Bien sûr ce n’est pas un salon parisien, ce n’est pas la même taille, le prestige de la capitale n’est pas là, ce n’est pas le métro qui déverse le flot des passionnées du “Do It Yourself” dans les allées du Parc des Expositions Porte de Versailles mais un tram qui roule tout doucement vers Alpexpo et qui amène quelques personnes voir tranquillement une petite centaine de stands de loisirs créatifs.
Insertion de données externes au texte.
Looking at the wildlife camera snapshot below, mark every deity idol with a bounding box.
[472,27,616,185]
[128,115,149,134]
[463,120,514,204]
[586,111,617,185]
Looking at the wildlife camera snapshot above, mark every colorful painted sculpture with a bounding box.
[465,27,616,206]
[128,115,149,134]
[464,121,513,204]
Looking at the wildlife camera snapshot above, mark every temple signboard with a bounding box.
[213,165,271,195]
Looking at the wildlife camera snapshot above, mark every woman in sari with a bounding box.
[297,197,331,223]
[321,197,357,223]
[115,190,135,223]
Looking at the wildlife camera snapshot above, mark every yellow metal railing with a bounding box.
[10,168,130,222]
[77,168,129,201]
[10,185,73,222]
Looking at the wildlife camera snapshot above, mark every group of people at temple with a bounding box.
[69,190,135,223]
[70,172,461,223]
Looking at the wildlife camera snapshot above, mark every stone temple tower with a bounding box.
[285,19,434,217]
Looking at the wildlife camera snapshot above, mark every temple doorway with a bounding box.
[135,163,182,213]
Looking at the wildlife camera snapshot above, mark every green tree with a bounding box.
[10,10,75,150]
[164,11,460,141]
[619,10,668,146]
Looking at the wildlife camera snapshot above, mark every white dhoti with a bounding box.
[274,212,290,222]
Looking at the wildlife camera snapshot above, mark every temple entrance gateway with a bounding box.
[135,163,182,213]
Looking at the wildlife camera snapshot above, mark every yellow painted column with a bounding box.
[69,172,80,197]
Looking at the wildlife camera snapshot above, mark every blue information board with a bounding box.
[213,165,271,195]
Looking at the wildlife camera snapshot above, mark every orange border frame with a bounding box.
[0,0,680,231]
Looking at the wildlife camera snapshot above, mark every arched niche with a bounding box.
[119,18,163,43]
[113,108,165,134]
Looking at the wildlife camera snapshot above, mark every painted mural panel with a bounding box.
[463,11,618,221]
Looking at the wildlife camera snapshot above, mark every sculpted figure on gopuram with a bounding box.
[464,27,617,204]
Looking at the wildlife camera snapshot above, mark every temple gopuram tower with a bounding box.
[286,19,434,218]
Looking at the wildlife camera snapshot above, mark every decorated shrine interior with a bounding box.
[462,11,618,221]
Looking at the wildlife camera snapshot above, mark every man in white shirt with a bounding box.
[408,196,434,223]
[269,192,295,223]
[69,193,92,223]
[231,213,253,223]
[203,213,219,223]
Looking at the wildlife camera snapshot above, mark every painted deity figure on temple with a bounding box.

Ce n’est pas une longue file qui s’étend devant moi mais trois personnes pour acheter le billet d’entrée à 5 €, les allées entre les stands paraissent larges, pas de bousculade, on peut discuter avec les vendeurs, leur demander conseil et on peut se restaurer ou prendre un café assis sans avoir tout à coup honte de s’asseoir trop longtemps sur une chaise … Alors  je voulais vous dire que le Salon Creativa à Grenoble c’est pas mal ! Vous avez encore deux jours pour vous y rendre.

Dans le hall d’entrée on peut admirer les travaux textiles de Lucile Calvez : applications de dentelles anciennes sur d’immenses tentures, jusqu’à 4,50 mètres de hauteur. Mais c’est le détail qui est admirable et que je tente de vous montrer.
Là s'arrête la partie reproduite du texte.